Mézeray dit bien, il est vrai: «J'ai lu que le grand maître n'ayant plus que la langue de libre, et presque étouffé de fumée, s'écria à haute voix: «Clément, juge inique et cruel bourreau, je t'ajourne à comparoitre dans quarante jours devant le tribunal du souverain juge.»

J'ai lu est positif; j'ai lu est fort bon; mais où a-t-il lu? Les Chroniques de Saint-Denis[147] ne parlent pas de cet appel qui aurait été si bien entendu; Villani n'en dit pas un mot[148]; Paul-Émile ne s'en explique pas davantage[149]. Juste Lipse en fait bien mention, et le donne comme un fait très certain (certissimum), mais est-ce suffisant? L'auteur des Facta, dicta memorabilia, cité par Raynouard, le raconte aussi avec conviction, mais outre que ce livre n'est pas une autorité bien forte, il se trouve, dans le récit qu'il donne de l'événement, une variante qui tendrait à diminuer plutôt qu'à augmenter la croyance. Selon lui, ce n'est pas Jacques Molay sur son bûcher, à Paris, qui convoqua Clément et Philippe devant le tribunal suprême, c'est un templier napolitain brûlé à Bordeaux[150]! Reste encore le jésuite Drexelius[151]; mais celui-là, le récit une fois fait, se contente de s'écrier: «Qui nierait qu'il n'y eût dans cette prédiction quelque chose d'inspiré et de divin par la permission de l'Être-Suprême?» Malheureusement, l'enthousiasme de celui qui parle ne fait pas toujours la foi de celui qui écoute.

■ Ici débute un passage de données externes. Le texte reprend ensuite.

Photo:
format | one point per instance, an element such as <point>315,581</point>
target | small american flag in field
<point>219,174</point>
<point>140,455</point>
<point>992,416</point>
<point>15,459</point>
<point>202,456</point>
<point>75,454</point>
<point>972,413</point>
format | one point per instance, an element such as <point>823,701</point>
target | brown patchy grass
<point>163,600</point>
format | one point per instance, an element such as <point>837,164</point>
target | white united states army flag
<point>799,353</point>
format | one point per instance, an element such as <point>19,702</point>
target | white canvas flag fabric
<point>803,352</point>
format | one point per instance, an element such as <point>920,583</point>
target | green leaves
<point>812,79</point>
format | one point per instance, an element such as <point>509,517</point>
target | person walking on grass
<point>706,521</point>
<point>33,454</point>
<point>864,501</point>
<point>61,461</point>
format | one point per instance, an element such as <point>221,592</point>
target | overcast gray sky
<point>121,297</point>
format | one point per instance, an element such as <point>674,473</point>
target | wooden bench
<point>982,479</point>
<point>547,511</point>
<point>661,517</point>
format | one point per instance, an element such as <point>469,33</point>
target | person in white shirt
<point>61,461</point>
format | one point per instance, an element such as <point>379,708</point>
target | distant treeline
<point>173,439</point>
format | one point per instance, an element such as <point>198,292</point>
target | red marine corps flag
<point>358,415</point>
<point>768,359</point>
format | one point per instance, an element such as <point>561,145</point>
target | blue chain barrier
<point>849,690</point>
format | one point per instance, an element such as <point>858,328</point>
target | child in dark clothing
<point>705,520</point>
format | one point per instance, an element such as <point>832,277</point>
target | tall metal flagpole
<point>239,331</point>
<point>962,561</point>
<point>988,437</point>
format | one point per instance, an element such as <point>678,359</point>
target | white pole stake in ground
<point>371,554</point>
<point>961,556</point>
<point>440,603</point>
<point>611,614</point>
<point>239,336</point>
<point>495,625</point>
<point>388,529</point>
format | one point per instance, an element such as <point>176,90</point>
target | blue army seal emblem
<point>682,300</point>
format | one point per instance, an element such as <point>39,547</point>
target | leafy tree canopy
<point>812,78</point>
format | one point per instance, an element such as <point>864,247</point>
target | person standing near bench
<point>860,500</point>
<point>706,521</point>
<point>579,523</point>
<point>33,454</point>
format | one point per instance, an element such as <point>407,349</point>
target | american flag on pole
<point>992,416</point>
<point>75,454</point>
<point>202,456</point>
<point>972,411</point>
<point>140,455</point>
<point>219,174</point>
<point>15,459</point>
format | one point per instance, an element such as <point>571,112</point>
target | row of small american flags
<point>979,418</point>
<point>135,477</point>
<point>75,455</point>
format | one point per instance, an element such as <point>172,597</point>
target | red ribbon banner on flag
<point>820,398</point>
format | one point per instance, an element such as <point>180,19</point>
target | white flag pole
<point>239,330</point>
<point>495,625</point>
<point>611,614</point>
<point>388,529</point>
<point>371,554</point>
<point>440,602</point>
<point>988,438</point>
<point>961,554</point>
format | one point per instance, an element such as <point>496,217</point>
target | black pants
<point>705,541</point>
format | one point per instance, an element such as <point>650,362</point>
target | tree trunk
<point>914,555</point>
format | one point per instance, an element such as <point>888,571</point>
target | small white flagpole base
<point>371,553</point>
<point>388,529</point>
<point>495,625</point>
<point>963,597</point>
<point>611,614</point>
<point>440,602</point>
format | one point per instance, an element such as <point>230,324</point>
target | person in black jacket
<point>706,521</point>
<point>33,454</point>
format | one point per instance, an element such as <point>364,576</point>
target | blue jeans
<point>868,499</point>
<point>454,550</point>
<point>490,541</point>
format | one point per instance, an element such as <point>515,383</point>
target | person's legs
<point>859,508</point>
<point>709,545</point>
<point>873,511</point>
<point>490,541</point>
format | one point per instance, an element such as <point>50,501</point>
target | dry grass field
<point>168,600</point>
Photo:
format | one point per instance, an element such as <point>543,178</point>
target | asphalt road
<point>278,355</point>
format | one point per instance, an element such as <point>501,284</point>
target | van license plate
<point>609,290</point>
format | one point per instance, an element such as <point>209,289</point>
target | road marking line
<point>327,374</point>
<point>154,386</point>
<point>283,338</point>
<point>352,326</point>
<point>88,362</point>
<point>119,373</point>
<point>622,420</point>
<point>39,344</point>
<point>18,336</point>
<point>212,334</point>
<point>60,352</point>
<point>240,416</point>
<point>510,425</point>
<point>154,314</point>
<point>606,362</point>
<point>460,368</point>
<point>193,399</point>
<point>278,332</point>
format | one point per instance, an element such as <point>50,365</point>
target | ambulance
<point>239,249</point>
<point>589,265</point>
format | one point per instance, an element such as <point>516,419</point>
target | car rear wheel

Quoique le jésuite eût dit: Qui nierait? l'on continua de nier.

[147] Édit. in-fol., p. 46.

[148] Istorie fiorentine, liv. IX, ch. LXV.

[149] Liv. VIII, p. 257.

[150] Celui-ci trouvait moyen de combiner la légende dont Ferreti nous a parlé tout à l'heure avec celle du même genre qui courait toute la France. En plaçant l'anecdote à Bordeaux, avec un templier napolitain pour acteur, il concilia les deux mensonges de façon à n'en faire qu'un.

[151] De Tribun. christ., lib. II, cap. III.

Enfin, de nos jours, une Chronique contemporaine de l'événement, la Chronique de Godefroy de Paris, a été retrouvée, et l'on y a pu lire la mention détaillée du fait qu'on reléguait au rang des mensonges[152].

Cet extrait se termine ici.